Von Trier alleviates some of the story’s tension with a pseudo-documentary style of quick cuts of vintage-looking stock images and videos of subjects relating to the narrative. It also helps that Seligman has an encyclopedic knowledge of a wide array of topics, and his non-judgemental nature aids in drawing gorgeous allusions, like three different sexual partners completing a person on different levels, much the way three notes come together to form a chord. Sexual desire and the hunting of someone to fulfill it is also compared fly fishing and the Fibonacci sequence, which also plays a role in film’s devastating climactic scene.

It wouldn’t be a movie about nymphomania without some graphic sexual content. There are a few instances of very realistic looking oral sex and one scene that includes penetration that was performed by pornographic body doubles and digitally spliced into the scene in post-production. There is also a fair amount of full front nudity, both male and female, including a highly entertaining nearly two minute long montage of penises of all shapes, sizes and colors.

With a film chock full of sexual content, von Trier goes out of his way to illustrate that Joe’s desires are often being enacted because of a compulsion. In many of the film’s earlier scenes as a younger girl, Joe’s vapid and downright bored facial expression is akin to a person picking dirt out from under their fingernails while riding on the metro. Even later in her story when she is no longer able to reach orgasm and seeks out sadomasochistic solutions to her problem, she does so by abandoning her young child at home alone. Her overwhelming desire to satisfy her urges was worth more to her than anything else. She may have gotten an orgasm worth losing her family over, but she never forgives herself for it.
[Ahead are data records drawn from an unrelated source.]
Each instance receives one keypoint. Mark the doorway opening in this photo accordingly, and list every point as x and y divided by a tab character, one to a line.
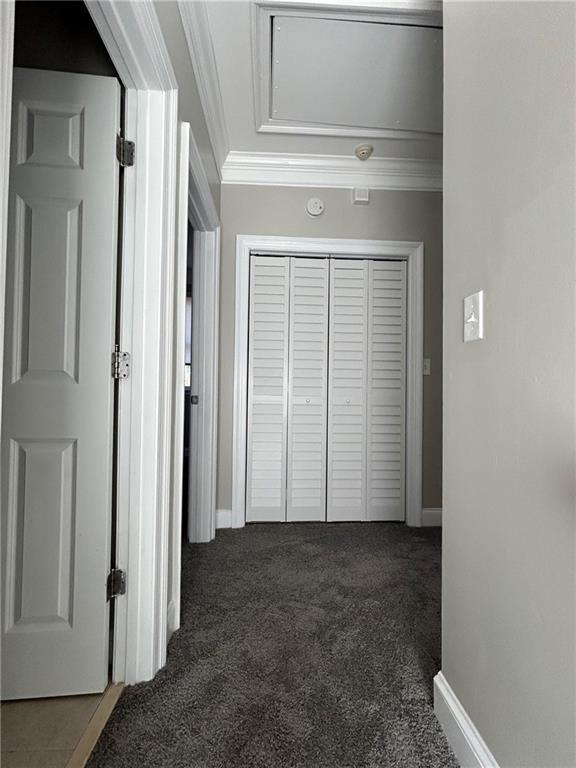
354	250
61	325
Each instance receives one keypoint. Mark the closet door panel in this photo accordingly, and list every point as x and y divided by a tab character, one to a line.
267	389
308	360
386	390
346	482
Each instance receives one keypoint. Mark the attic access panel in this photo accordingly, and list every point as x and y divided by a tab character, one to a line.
356	74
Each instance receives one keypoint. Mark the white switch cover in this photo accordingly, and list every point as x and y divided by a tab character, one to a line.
474	317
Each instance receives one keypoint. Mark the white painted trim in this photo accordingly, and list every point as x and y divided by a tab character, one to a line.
223	518
413	253
293	170
6	59
414	385
420	12
178	369
204	416
432	517
199	39
145	398
201	209
463	736
132	35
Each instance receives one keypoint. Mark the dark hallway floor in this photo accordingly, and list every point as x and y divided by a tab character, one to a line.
302	646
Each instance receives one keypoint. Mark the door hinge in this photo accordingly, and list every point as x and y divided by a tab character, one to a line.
116	583
120	364
125	151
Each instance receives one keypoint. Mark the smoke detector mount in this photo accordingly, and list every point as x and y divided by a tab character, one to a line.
363	151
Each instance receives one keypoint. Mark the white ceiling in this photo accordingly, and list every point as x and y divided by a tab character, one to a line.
231	31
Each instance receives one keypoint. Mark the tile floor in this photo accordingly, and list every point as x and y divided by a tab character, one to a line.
43	733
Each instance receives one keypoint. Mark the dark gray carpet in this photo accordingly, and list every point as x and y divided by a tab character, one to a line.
302	646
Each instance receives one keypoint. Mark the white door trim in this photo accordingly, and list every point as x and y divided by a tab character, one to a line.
413	253
178	370
133	38
6	57
204	384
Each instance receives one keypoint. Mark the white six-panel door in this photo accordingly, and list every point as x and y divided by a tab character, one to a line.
58	390
327	389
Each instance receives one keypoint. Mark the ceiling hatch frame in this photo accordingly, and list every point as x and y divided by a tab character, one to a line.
426	13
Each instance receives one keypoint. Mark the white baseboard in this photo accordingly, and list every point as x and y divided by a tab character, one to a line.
431	516
467	744
223	518
173	618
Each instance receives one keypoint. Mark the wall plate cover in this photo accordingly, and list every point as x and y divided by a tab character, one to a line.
474	317
315	206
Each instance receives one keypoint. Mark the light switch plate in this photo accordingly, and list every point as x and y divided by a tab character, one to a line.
474	317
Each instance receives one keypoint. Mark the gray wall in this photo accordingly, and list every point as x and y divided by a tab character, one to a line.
189	104
390	216
509	401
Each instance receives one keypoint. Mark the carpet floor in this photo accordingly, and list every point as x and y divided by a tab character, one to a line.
302	646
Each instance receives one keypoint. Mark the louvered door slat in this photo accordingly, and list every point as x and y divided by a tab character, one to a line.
386	391
306	475
346	468
267	389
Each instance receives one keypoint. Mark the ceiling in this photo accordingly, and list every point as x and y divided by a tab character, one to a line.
324	68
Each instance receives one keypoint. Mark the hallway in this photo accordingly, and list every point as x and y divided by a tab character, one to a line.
302	646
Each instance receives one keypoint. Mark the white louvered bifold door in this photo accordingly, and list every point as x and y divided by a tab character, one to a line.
346	482
386	392
307	393
267	389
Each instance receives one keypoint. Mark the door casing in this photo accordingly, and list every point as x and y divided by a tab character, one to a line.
132	35
413	254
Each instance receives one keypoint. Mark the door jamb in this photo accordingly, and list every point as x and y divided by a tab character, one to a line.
6	65
413	254
132	35
205	333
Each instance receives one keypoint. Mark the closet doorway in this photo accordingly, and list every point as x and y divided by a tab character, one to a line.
328	381
326	389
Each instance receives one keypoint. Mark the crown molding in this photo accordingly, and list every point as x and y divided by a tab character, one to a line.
199	38
201	208
291	170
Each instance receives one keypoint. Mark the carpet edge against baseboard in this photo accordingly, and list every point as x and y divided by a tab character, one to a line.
467	744
431	517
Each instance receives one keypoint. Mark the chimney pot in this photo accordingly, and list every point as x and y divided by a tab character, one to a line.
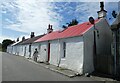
49	30
102	12
32	35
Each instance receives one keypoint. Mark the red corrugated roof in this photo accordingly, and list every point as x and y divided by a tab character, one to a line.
76	30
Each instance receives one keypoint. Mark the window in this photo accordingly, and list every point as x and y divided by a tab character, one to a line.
29	48
64	49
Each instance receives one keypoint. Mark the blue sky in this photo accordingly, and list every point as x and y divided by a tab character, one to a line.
20	17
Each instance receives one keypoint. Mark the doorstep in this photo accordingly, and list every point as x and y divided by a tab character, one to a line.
60	70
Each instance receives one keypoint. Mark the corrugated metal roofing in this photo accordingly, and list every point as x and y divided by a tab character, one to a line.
76	30
31	40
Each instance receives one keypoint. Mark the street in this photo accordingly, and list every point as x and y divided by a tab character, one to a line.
16	68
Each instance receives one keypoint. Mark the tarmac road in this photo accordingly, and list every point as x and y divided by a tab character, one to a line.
16	68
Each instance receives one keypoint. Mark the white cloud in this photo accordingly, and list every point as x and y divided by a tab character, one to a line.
86	10
33	15
5	37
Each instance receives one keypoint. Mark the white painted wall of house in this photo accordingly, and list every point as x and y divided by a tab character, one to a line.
105	39
54	52
42	52
88	39
74	54
33	47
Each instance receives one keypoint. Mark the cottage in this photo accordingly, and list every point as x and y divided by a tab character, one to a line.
116	44
12	48
74	47
26	45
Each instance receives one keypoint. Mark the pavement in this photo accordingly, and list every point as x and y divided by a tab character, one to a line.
17	68
68	72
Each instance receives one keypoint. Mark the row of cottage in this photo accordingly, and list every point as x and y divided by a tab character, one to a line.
74	48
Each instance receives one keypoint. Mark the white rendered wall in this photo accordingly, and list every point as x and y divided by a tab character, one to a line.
54	52
74	54
43	52
105	38
33	47
88	39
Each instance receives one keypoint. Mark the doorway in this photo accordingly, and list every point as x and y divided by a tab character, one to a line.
48	52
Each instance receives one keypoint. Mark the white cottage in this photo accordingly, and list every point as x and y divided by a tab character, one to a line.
26	45
12	48
73	48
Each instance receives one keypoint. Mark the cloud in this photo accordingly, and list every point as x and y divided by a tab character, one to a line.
31	15
86	9
5	37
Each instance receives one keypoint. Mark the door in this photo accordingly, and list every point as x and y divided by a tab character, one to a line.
48	52
25	52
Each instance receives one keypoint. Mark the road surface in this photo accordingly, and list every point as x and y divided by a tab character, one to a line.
16	68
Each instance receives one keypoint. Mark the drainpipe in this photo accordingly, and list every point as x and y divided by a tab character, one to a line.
59	53
115	66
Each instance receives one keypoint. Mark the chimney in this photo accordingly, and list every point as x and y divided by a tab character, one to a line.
49	30
17	39
23	38
32	35
102	12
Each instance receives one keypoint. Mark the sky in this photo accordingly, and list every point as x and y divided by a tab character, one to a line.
21	17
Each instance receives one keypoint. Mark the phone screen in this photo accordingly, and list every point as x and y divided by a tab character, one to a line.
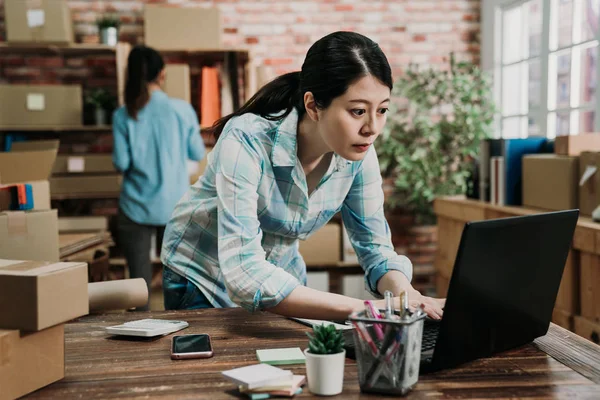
191	343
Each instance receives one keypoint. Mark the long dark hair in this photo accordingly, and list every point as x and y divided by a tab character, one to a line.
143	66
332	64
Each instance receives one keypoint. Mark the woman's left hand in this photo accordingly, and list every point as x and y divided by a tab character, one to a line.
432	306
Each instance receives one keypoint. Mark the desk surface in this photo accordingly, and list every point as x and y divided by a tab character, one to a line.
558	365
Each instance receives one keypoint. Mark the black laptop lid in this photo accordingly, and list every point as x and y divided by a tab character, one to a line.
504	285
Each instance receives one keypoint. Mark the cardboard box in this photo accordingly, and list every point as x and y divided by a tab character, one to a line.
550	181
46	293
590	286
587	329
30	360
324	246
182	28
47	21
23	106
82	224
29	235
88	163
574	145
589	182
562	318
31	163
568	296
87	184
177	82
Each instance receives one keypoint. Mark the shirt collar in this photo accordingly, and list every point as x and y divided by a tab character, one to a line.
285	144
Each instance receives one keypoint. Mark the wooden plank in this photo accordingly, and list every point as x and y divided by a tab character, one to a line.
98	365
589	290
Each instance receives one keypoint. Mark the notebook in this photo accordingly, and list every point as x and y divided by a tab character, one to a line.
257	375
292	355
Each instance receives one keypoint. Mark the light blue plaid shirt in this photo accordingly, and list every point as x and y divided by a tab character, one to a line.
235	232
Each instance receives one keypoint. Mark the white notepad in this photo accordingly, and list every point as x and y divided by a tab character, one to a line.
258	375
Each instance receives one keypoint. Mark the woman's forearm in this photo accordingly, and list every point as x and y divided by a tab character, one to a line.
394	281
304	302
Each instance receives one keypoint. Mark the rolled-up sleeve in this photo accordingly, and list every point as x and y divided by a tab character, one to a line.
368	230
121	149
251	281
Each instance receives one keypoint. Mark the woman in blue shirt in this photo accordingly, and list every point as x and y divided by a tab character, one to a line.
295	154
154	135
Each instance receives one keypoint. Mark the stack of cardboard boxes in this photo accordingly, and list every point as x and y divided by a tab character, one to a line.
569	179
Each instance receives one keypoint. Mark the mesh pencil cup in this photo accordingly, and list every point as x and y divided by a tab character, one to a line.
388	363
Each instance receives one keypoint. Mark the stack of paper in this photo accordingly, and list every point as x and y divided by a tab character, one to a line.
262	381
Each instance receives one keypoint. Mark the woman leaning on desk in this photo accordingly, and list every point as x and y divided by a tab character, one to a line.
154	135
295	154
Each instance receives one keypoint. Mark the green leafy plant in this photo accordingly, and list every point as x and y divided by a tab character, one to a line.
325	340
108	21
433	134
100	98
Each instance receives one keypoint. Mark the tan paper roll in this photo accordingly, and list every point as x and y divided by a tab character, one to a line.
117	295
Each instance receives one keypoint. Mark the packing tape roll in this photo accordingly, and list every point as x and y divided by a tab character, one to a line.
117	295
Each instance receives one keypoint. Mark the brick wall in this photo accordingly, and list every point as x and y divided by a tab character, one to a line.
278	32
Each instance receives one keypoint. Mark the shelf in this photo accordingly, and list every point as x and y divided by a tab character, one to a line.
80	128
82	196
55	49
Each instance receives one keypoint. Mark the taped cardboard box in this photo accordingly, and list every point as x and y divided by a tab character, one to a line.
29	235
182	28
46	21
23	106
30	360
36	295
324	246
88	184
589	182
30	162
574	145
550	181
177	81
88	163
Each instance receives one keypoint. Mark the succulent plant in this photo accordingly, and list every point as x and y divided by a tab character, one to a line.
325	340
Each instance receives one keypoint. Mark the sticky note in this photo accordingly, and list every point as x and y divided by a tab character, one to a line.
36	18
292	355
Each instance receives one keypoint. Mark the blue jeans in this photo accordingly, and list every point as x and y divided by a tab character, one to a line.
182	294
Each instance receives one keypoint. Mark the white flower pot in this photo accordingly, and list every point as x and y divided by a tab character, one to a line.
325	373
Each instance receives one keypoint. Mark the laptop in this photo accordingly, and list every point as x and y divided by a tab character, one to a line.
502	290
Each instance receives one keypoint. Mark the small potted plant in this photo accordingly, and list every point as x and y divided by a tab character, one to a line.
325	357
100	100
108	29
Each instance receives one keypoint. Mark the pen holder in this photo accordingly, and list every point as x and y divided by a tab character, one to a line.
388	352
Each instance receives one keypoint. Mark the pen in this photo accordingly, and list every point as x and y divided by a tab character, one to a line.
373	313
389	307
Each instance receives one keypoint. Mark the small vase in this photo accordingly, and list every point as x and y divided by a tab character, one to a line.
109	36
100	116
325	373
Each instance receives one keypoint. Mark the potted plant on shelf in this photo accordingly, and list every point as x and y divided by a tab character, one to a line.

After trying to fight her nature, she comes to embraces it, loudly and proudly at a sex addict support group meeting. She profoundly tears each member of the group to shred for their triggers and lack of impulse control and chooses to declare herself a nymphomaniac rather than a sex addict. Whether or not Joe finds salvation and redemption at the film’s close may be up for dispute, but ultimately von Trier gives us a very excellent study of a salacious character at her most honest and vulnerable.